Marking Observations for Credit

Hello Geographers:

Just a reminder -- To earn credit, all observations must be captured by Friday, December 8th at 11:59 PM and include the following:

  1. All species are identified
  2. All observations are marked as "captive/cultivated" if not found in the wild
  3. All observations have at least a relative location indicated (absolute preferred but not manditory)
  4. All observations need to be connected to the class project via iNaturalist "WKU GEOG 227 - Fall 2017"

Also, there should not be an over abundance of captive animals and plants (i.e. zoos, aquariums, flower shops, etc)

Posted on November 18, 2017 02:51 PM by egreunke egreunke

Comments

To add on to the comment by nutcracker, I've also noticed hundreds of consistently incorrect IDs from around the campus. Not only are they usually cultivated (and not marked as so), but the IDs usually represent the first recommendation by the AI that recommends species. It would be helpful if the students could make the effort to try and label the plants they find in broad categories (such as dicots or grasses) rather than an incorrect species because they just hit the first thing that pops up. For example, I've seen quite a few posts labeled as Laurel sumac that 1) do not even resemble a laurel sumac and 2) are outside the sole range of Southern California. While I do appreciate the effort of getting students into iNaturalist, it would be helpful if they understood the goal of iNaturalist from an accurate data collection perspective.

Posted by rynaturalist over 6 years ago

To add to the comments above, I've had to flag many observations of plants and animals that violated copyright or were taken from someone else.

Posted by jbroadhead over 6 years ago

Thank you for your feedback. It is very much appreciated.

I will be going through their observations as well and making sure they are marked captive/cultivated.

Since the project is tied to a grade, it's clear some students have tried to cheat the system. I appreciate those of you that have helped to identify the copyright infringement, and other issues.

Posted by egreunke over 6 years ago

I second the above comments. There are a lot of copyright infringement issues in addition to inaccurate dates/locations. I'm not sure how much information you put out about including accurate and honest observations, but if this was my university, the copyright infringement would be grounds for an academic misconduct hearing and failing the project.

If you do this again, I would recommend emphasizing the implications of falsifying observations to your students, which would hopefully reduce the workload of volunteers on iNaturalist. The fewer things we have to flag as not wild, date/location inaccurate, copyright infringement, the better.
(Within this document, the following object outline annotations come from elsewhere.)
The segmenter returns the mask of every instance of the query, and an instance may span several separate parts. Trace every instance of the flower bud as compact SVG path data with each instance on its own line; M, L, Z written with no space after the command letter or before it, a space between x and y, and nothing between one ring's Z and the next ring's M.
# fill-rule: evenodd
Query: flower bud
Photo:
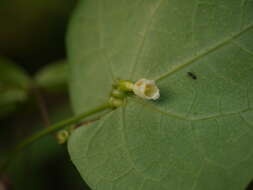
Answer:
M153 80L138 80L133 86L133 91L137 96L148 100L157 100L160 97L159 88Z

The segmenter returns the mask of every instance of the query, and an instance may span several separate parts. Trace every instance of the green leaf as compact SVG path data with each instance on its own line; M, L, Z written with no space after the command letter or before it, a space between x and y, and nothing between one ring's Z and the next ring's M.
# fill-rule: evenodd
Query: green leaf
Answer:
M66 60L49 64L42 68L36 76L35 81L39 87L48 91L62 91L67 88L68 70Z
M22 68L0 57L0 117L27 100L30 84L30 78Z
M73 133L69 153L92 189L247 186L252 13L252 0L81 1L68 36L75 112L106 101L116 78L155 79L161 92Z

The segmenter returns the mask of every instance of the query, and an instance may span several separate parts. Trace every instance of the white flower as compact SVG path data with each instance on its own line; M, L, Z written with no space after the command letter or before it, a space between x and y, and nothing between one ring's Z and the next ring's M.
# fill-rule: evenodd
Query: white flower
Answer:
M157 100L160 97L159 88L153 80L138 80L133 86L133 91L137 96L148 100Z

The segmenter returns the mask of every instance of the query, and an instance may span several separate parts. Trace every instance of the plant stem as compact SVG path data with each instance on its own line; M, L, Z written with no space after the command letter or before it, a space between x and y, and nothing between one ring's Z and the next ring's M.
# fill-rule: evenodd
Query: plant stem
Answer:
M24 139L23 141L21 141L14 149L13 151L10 153L9 157L5 160L5 162L3 163L3 165L0 167L0 175L1 173L7 169L7 167L9 166L9 163L10 161L12 160L12 158L14 158L14 156L20 152L21 150L23 150L25 147L31 145L33 142L37 141L38 139L40 139L41 137L44 137L46 135L49 135L55 131L58 131L59 129L61 128L64 128L68 125L72 125L72 124L75 124L77 123L78 121L86 118L86 117L89 117L91 115L94 115L96 113L99 113L101 111L104 111L106 109L109 109L109 108L112 108L112 105L111 104L102 104L90 111L87 111L87 112L84 112L80 115L77 115L77 116L74 116L72 118L69 118L69 119L66 119L66 120L63 120L59 123L56 123L54 125L51 125L33 135L31 135L30 137Z

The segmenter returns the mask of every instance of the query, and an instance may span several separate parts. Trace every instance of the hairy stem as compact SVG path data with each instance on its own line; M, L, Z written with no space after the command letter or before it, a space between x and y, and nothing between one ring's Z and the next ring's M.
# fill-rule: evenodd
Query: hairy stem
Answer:
M15 157L15 155L20 152L21 150L23 150L25 147L31 145L33 142L37 141L38 139L40 139L41 137L44 137L46 135L49 135L53 132L58 131L59 129L62 129L66 126L75 124L91 115L94 115L96 113L102 112L104 110L110 109L112 108L111 104L103 104L100 105L90 111L84 112L80 115L74 116L72 118L63 120L59 123L56 123L54 125L51 125L33 135L31 135L30 137L24 139L23 141L21 141L14 149L13 151L10 153L9 157L5 160L5 162L3 163L3 165L0 167L0 174L7 169L7 167L9 166L10 161Z

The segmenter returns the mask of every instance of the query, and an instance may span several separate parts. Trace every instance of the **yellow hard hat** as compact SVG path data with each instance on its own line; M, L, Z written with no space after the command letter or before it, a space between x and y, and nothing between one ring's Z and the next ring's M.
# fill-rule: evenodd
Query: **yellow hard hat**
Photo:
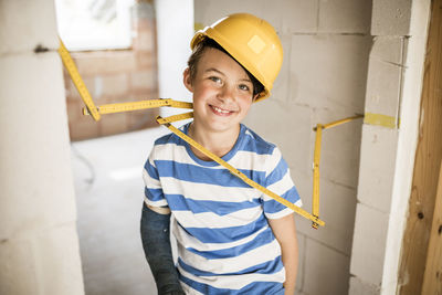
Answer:
M255 99L267 98L283 63L283 46L273 27L255 15L235 13L198 31L190 48L213 39L264 86Z

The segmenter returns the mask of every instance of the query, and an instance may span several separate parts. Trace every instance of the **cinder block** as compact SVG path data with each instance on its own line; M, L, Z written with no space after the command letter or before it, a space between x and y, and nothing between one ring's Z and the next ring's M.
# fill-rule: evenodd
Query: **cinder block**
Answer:
M2 240L0 244L0 294L34 294L39 287L35 257L30 241Z
M398 130L362 126L358 200L388 213L394 180Z
M303 209L312 212L313 179L292 171L292 177L303 200ZM356 212L356 190L320 179L319 218L325 226L312 228L312 221L297 217L297 229L301 233L320 243L350 255Z
M312 123L308 108L269 98L252 106L244 124L265 140L277 145L290 166L304 171L311 169L307 143L312 136Z
M402 67L370 57L366 113L398 118Z
M350 277L350 288L348 295L379 295L380 287L368 284L359 280L359 277Z
M158 88L155 69L130 73L130 91L144 91L145 93Z
M290 97L290 52L292 45L292 35L283 34L280 36L283 44L284 59L280 74L273 83L272 94L269 99L287 103Z
M357 110L318 108L313 110L316 124L327 124L354 116ZM359 173L359 150L362 119L355 119L323 130L319 170L323 178L332 182L356 188ZM316 134L314 134L316 136ZM315 139L312 141L312 161Z
M375 36L370 59L387 63L403 64L404 38Z
M293 35L291 101L362 112L370 44L361 35Z
M34 256L42 294L84 294L75 222L41 232Z
M307 239L305 261L306 294L347 294L349 257Z
M319 32L368 33L371 1L319 0Z
M382 281L388 214L358 203L351 251L351 274L368 284Z
M0 11L0 54L59 48L54 1L1 1Z
M76 212L59 55L2 56L0 69L0 137L8 138L0 152L0 236L8 238L75 220Z
M409 35L411 0L372 1L372 35Z

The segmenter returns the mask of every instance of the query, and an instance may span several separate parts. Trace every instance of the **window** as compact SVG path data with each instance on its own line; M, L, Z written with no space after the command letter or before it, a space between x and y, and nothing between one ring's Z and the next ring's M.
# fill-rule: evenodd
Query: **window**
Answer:
M59 34L69 50L127 49L135 0L55 0Z

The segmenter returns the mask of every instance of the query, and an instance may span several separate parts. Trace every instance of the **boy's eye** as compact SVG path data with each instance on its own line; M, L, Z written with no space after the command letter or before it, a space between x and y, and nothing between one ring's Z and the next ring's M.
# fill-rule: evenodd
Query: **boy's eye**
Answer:
M213 82L217 82L217 83L220 83L220 82L221 82L221 78L215 77L215 76L211 76L211 77L209 77L209 80L211 80L211 81L213 81Z
M239 88L242 91L250 91L249 85L245 85L245 84L240 84Z

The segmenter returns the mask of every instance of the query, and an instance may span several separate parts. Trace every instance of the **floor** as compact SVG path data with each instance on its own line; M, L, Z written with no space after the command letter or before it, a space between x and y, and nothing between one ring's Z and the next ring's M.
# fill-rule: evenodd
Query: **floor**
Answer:
M143 165L165 127L72 144L86 295L155 295L139 218Z

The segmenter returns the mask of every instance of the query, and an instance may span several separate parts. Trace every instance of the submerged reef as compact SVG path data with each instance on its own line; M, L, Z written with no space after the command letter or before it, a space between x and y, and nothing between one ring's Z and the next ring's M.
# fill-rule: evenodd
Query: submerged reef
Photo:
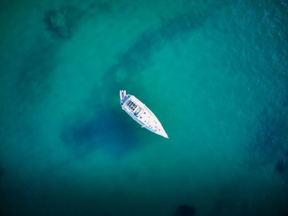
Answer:
M282 160L280 160L278 161L275 165L274 171L276 173L282 173L285 171L285 166L284 162Z
M48 11L44 18L46 29L62 38L70 38L83 14L80 10L72 7Z
M196 209L192 206L181 205L174 213L174 216L192 216L196 213Z

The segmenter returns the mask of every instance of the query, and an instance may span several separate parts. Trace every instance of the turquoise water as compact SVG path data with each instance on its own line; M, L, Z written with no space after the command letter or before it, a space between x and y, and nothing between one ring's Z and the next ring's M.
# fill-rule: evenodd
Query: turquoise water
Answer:
M39 1L0 3L1 215L288 213L285 1Z

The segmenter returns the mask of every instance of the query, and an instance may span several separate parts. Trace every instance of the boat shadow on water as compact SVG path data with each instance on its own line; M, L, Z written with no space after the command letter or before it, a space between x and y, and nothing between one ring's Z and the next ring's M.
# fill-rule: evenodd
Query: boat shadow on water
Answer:
M130 122L111 110L101 111L86 121L80 120L63 126L60 137L77 156L101 150L121 157L139 147L139 139Z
Posted by malisaspring over 6 years ago

I am going to send them all a warning email now, as they have until 11:59 pm to clean up observations, etc.
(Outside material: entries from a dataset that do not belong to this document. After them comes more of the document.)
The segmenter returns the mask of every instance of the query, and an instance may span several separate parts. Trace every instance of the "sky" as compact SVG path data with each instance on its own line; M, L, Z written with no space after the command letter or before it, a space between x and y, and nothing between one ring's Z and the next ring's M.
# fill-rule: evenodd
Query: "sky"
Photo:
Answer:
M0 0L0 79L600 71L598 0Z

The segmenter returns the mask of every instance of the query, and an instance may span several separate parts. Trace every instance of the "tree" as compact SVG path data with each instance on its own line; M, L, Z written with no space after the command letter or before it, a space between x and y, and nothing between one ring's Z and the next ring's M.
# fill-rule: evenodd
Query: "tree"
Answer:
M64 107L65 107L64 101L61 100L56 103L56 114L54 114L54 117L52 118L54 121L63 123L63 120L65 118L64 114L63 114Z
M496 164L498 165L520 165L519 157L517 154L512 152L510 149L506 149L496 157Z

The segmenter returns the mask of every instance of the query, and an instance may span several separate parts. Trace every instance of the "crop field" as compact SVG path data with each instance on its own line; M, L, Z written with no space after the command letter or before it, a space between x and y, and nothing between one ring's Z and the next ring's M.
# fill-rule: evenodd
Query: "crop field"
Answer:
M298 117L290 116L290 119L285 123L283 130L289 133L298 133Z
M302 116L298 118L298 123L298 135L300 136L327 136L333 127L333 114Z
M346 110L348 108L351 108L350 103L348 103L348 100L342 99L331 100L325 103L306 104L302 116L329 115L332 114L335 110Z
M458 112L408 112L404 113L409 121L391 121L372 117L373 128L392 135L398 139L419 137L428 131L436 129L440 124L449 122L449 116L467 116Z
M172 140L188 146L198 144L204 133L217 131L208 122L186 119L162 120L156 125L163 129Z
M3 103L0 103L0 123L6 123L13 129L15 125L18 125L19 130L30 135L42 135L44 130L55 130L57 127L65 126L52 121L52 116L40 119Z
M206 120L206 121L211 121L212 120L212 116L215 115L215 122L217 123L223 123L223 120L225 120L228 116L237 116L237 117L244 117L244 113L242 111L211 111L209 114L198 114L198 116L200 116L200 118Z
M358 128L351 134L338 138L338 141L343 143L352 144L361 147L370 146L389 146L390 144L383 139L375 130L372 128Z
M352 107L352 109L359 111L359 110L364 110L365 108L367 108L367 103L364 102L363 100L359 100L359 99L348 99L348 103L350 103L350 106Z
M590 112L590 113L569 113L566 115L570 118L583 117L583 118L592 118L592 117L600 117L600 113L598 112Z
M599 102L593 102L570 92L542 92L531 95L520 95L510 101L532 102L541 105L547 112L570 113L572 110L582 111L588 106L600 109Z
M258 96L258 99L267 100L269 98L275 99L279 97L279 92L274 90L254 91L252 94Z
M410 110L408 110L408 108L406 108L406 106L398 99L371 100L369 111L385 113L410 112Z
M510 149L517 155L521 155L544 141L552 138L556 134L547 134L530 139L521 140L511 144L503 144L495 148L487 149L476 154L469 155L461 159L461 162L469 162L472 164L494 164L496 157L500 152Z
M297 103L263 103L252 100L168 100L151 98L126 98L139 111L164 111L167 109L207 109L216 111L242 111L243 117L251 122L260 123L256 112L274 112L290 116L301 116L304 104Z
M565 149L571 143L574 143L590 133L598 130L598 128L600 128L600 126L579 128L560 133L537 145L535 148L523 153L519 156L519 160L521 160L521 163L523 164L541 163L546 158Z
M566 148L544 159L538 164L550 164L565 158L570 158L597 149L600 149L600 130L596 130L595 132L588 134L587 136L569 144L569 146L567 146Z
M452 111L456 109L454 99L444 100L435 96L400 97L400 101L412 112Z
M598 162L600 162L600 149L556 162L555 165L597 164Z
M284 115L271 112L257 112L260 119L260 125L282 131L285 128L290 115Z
I thank you all so much for your work with iNaturalist.

Posted by egreunke over 6 years ago

Sounds good!

I would note that it looks like a few of them got their accounts suspended, so they might have a hard time fixing anything.

Posted by malisaspring over 6 years ago

I, too, appreciate the utilization of iNaturalist in the classroom, but whew, this is waaaaay too many observations required from the students. Next time, I suggest emphasizing more on quality than quantity.

It’d be good for each student to watch the introductory videos on iNaturalist too. There are LOTS of helpful videos and great help content:

https://www.inaturalist.org/pages/getting+started
https://www.inaturalist.org/pages/video+tutorials

Also, it’d be really helpful to read the teacher/professor’s guide:
https://www.inaturalist.org/pages/teacher's+guide

Many of us curators just had a really good discussion sparked by @cmeckerman and his class’s projects. They’re quite good and well curated, especially by the professor, although there are still students that act like students and try to cut corners.

Hopefully some of this guidance is helpful! :)

Posted by sambiology over 6 years ago

another thing, re #3: what do you mean by relative location? If you are having students guess where things are, PLEASE show them how to use the uncertainty circle (for instance if they only know they saw a tree within Bowling Green the circle should surround the entire city limits). if you map things in the wrong place without doing this, you are containating the site with bad data!The main purpose of iNat is to connect people with nature but it is also often used for research and applied ecology and land management so mapping things arbitrarily can do harm t others using the site.

If they use the app it should tag location for them so that will help. But I have seen some in the wrong place, like several observations mapped at some cave which are obviously in a nursery. When I see these i flag them as not mapped in the right place and it withdraws them from research grade, so if you want the data to actually have value rather than instead doing harm to conservation please make them fix it.